What do you really know? I am not talking facts and figures, I’m talking about self-awareness. When do you question your motives, your actions, your thoughts? Why do you move through life in the way you do? What causes you to be so strong, skeptical, brash, trusting, hard, caring, funny or despondent? How are you led by the expectations and standards of others? Who are the others; parents, friends, bullies, social media influencers, teachers, bosses, colleagues, people you don’t even know?
I struggled for a long time with the Bible verse Luke 23:34 – Jesus said “Father forgive them; for they know not what they do” – My mind could not conceptualize how people who were so downright intentional about their decision to participate in His crucifixion could “know not what they do”. Weren’t they given a choice Barabbas or Jesus? Didn’t they clearly chant His name, and didn’t they line the streets, hurl insults, watch Him struggle and not lift a hand to help, or choose to remain silent when they could have come to His defense? Why would Jesus pray forgiveness for them and plead their ignorance? Love and compassion, of course, but if we spend some time with the reason he provides we can unpack great insight about the human condition.
Cognitive neuroscientist, Dr.
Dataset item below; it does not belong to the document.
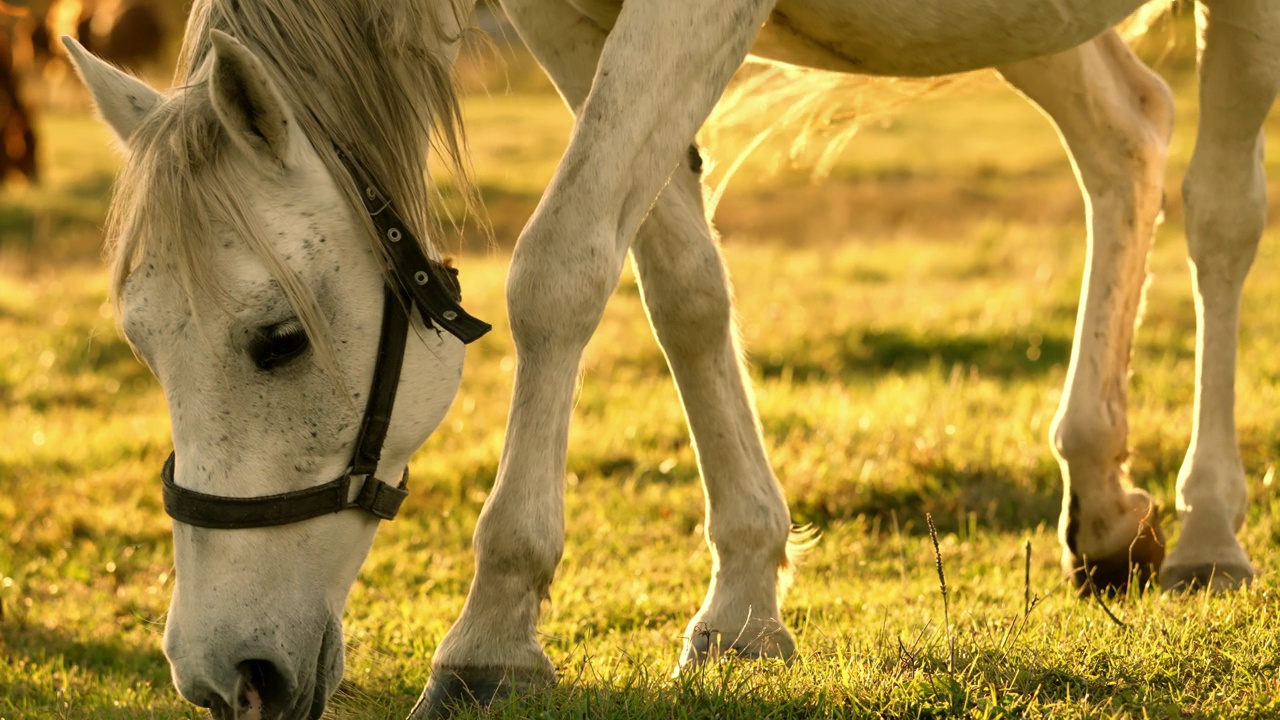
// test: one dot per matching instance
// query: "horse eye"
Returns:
(278, 345)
Caroline Leaf studies mind-brain connection. Some of the things she talks about are cognitive dissonance, the conscious and unconscious parts of the mind and the habits of thinking we form in order to move through the world. Without getting into the science of it, the lay-person can observe, within themselves and others, habits of mind where habits win over intentions. Examples abound, like making resolutions and not sticking with them, making a promise/commitment and not following through, setting goals then self-sabotaging the process to get there. What does this have to do with Luke 23:34?
Jesus knew that the people who contributed to ensuring he was nailed to the cross did so from the unconscious/habit part of their mind, the part programmed to the Jewish worldview of maintaining the ancestral laws & ways and opposing any other leadership authority than God, diligently handed down over generations. Their unconscious focus on these things caused them to miss the fact that He is the Messiah. Surely if they were able to put down the program and see who He is then they would not have done what they did, hence Jesus’
compassion for them in their spiritual blindness/ignorance.
Every person who lives is faced with some form of “blindness” due to their programs, or unconscious habits of thinking, that have been accepted and allowed to take root in the mind. In some cases “blindness” is total, in others the program may just be a filter that we view life through. Our worldview programs can skew our vision, dim reality, deny truths, twist perspectives, and offer us only what our mind knows vs. what is.
So I ask again, what do you really know? Food for thought?